Short jokes

Short jokes

Suicide

When you commit suicide in your house, that's suicide, but when you commit suicide outside, you failed your parkour.

Mum

Your mum sat on a phone, and she turned it into a pancake.

Woman

There was a woman from Ealing, she had a peculiar feeling. She laid on her back, opened her crack, and pissed all over the ceiling.

Song

What is Michael Jackson’s favorite song? “Little Drummer Boy.”

Potato

When you cream pie a tardy hottie, it’s called a loaded potato. 🥴🦴💨🥔

Chess

Do you want to know the most racist game?
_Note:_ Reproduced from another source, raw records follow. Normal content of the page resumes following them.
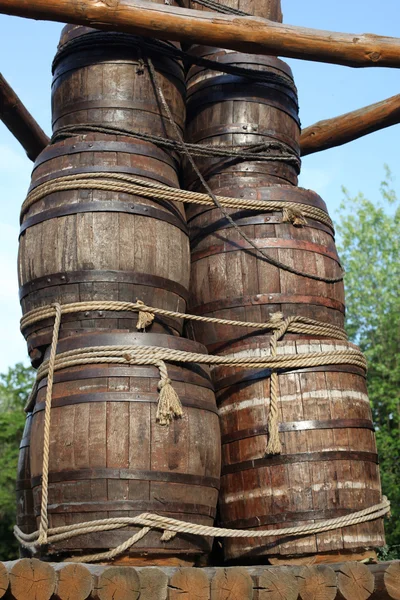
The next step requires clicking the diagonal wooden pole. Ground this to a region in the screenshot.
[0,73,50,160]
[300,94,400,156]
[0,0,400,68]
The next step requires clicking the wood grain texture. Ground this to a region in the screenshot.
[300,94,400,156]
[18,134,190,355]
[31,333,220,565]
[0,0,400,68]
[54,563,93,600]
[0,73,50,160]
[9,558,57,600]
[334,562,375,600]
[168,567,210,600]
[52,25,185,137]
[211,567,253,600]
[213,338,384,564]
[298,565,337,600]
[254,567,299,600]
[187,185,344,352]
[185,46,300,189]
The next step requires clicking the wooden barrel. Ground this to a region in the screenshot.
[214,339,385,562]
[16,413,36,556]
[187,186,345,353]
[31,333,220,564]
[18,134,190,360]
[185,46,300,189]
[52,25,185,137]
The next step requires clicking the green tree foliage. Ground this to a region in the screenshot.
[0,363,34,560]
[337,167,400,557]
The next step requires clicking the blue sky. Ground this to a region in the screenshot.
[0,0,400,372]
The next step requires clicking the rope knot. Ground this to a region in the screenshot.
[136,300,155,330]
[156,377,183,426]
[282,207,307,227]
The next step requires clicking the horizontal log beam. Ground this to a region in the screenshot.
[0,0,400,68]
[300,94,400,156]
[0,73,50,161]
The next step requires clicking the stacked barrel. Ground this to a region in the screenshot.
[186,2,384,563]
[19,18,220,564]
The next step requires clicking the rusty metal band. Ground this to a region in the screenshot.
[19,203,188,236]
[189,293,345,318]
[19,269,189,302]
[40,500,217,518]
[33,139,174,170]
[38,363,214,392]
[213,365,366,392]
[188,123,300,155]
[28,165,181,196]
[221,508,372,529]
[221,450,379,475]
[186,85,300,127]
[189,213,333,248]
[33,391,218,414]
[31,468,220,490]
[191,238,341,266]
[52,98,183,129]
[221,419,375,444]
[15,479,31,492]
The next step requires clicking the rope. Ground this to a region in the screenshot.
[20,300,347,341]
[14,496,390,562]
[21,173,333,229]
[51,123,300,166]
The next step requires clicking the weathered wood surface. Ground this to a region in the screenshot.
[52,25,185,138]
[18,133,190,361]
[0,0,400,68]
[187,185,344,352]
[300,94,400,156]
[0,559,400,600]
[185,46,300,189]
[0,73,50,160]
[31,333,220,564]
[213,338,384,564]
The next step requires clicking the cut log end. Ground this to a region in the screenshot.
[298,565,337,600]
[10,558,57,600]
[96,567,140,600]
[337,562,375,600]
[211,567,253,600]
[256,567,299,600]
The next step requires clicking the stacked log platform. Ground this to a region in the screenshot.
[186,1,385,564]
[0,559,400,600]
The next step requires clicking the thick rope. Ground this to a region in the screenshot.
[147,57,343,283]
[51,123,300,172]
[14,497,390,562]
[20,300,348,341]
[21,173,333,229]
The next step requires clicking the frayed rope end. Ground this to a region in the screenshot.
[156,379,183,425]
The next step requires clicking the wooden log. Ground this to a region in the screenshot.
[300,94,400,156]
[92,567,140,600]
[368,561,400,600]
[0,73,50,160]
[168,567,210,600]
[138,567,169,600]
[298,565,337,600]
[0,563,10,598]
[211,567,253,600]
[54,563,93,600]
[0,0,400,68]
[332,562,374,600]
[254,567,299,600]
[9,558,57,600]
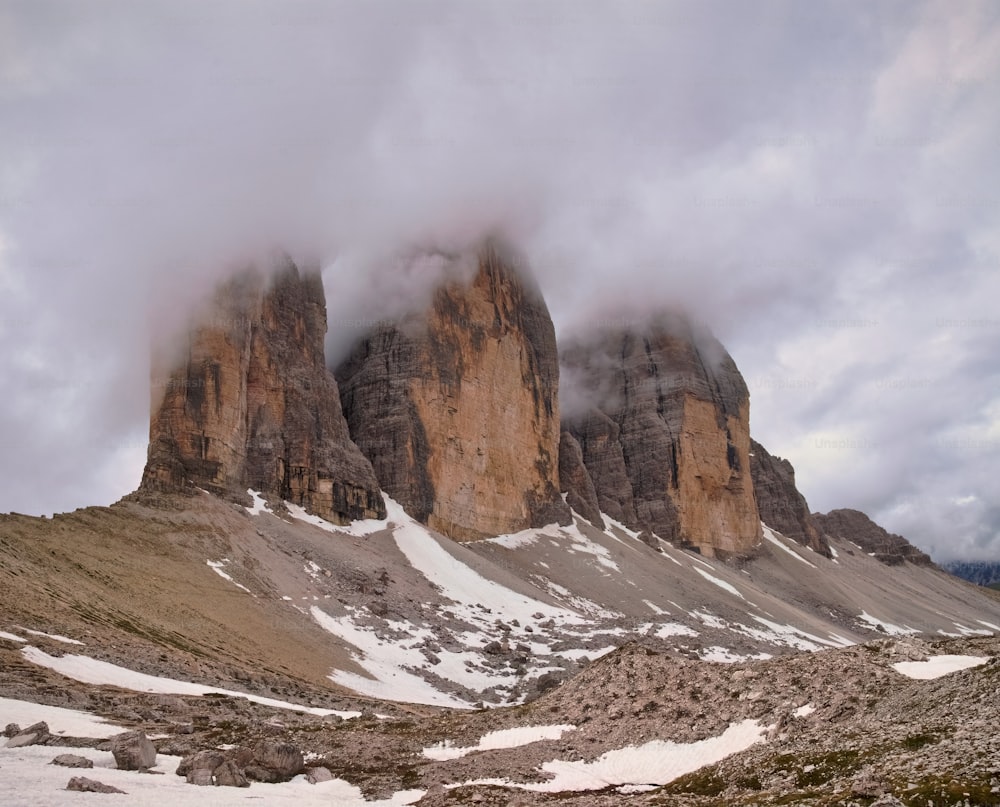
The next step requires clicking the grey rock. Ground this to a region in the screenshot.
[111,731,156,771]
[336,242,570,540]
[140,259,385,521]
[306,765,333,785]
[7,720,52,748]
[66,776,125,793]
[49,754,94,768]
[750,440,830,557]
[813,509,933,566]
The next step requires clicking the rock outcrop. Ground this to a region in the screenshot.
[813,509,933,566]
[336,243,569,540]
[142,261,385,522]
[750,440,830,557]
[562,314,761,555]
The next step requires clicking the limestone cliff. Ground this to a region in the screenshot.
[813,509,933,566]
[336,244,569,540]
[750,440,830,557]
[141,261,385,521]
[562,314,761,555]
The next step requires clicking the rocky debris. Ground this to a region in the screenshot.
[140,260,385,522]
[813,509,933,566]
[111,731,156,771]
[336,242,570,540]
[66,776,125,794]
[306,765,333,785]
[5,720,52,748]
[559,431,604,530]
[561,314,761,555]
[49,754,94,768]
[750,440,830,557]
[177,740,302,787]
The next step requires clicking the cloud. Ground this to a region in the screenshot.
[0,0,1000,556]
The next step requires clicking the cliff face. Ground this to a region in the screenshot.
[562,314,761,555]
[812,509,933,566]
[750,440,830,557]
[141,262,385,521]
[336,245,569,540]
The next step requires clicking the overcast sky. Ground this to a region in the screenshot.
[0,0,1000,560]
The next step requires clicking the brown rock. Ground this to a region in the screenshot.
[813,509,933,566]
[750,440,830,557]
[563,314,761,555]
[66,776,125,793]
[142,261,385,522]
[337,243,569,540]
[111,731,156,771]
[559,431,604,530]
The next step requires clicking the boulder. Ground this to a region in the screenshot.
[111,731,156,771]
[7,720,52,748]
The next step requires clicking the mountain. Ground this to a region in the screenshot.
[941,560,1000,587]
[561,314,761,556]
[813,509,932,566]
[336,242,570,540]
[750,440,830,557]
[140,260,385,522]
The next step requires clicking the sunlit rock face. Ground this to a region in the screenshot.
[336,242,569,540]
[141,260,385,522]
[562,313,761,555]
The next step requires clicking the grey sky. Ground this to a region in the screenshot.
[0,0,1000,559]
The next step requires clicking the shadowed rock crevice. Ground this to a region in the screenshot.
[140,259,385,522]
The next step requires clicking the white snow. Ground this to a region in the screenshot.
[0,745,425,807]
[694,566,746,600]
[21,645,361,719]
[0,698,126,740]
[14,625,83,647]
[760,521,816,569]
[245,488,274,516]
[424,725,576,761]
[451,720,767,793]
[892,655,990,681]
[205,558,253,594]
[858,611,920,636]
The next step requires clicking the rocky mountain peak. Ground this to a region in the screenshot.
[750,440,830,557]
[336,242,569,540]
[140,259,385,522]
[813,508,933,566]
[561,313,761,555]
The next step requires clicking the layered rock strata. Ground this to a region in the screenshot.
[813,509,933,566]
[141,261,385,522]
[562,314,761,555]
[750,440,830,557]
[336,243,569,540]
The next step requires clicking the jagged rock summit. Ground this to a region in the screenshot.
[140,259,385,522]
[813,509,933,566]
[336,242,570,540]
[750,440,830,557]
[562,313,761,555]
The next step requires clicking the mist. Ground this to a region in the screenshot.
[0,0,1000,559]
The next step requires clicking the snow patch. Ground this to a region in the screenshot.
[892,655,990,681]
[760,521,816,569]
[423,725,576,762]
[447,720,767,793]
[694,566,746,600]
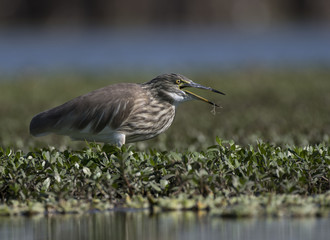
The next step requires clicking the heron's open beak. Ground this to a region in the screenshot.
[180,82,225,107]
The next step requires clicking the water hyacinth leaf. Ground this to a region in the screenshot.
[41,177,50,191]
[82,167,92,177]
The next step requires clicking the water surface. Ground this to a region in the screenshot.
[0,211,330,240]
[0,25,330,73]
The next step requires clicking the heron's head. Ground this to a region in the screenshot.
[145,73,225,107]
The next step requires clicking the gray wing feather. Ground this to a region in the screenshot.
[30,84,141,136]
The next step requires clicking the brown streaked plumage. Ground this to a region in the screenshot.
[30,74,223,146]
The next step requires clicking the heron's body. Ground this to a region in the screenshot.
[30,74,224,146]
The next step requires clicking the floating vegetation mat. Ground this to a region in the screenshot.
[0,138,330,217]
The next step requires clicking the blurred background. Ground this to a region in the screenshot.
[0,0,330,149]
Chess. You wanna know why? Because they never let black go first. I wonder why... lmao.

School

She wears short skirts, I wear t-shirts, and we're both getting sent home from school because it's distracting to boys, apparently.

Emo

All of the people disliking this category are probably emo.

Nike

Let's play pretend. I'll be Nike and you'll be McDonald's, cuz I'll be doin' it and you'll be lovin' it.

Michael Jackson

What’s the difference between Michael Jackson and a pimple? You never see a pimple come on a little boy’s face.

Shower

Singing in the shower is fun, until you get soap in your mouth.

Then it's a soap opera.

Skydiving

You don't need a parachute to go skydiving. You only need a parachute to go skydiving twice.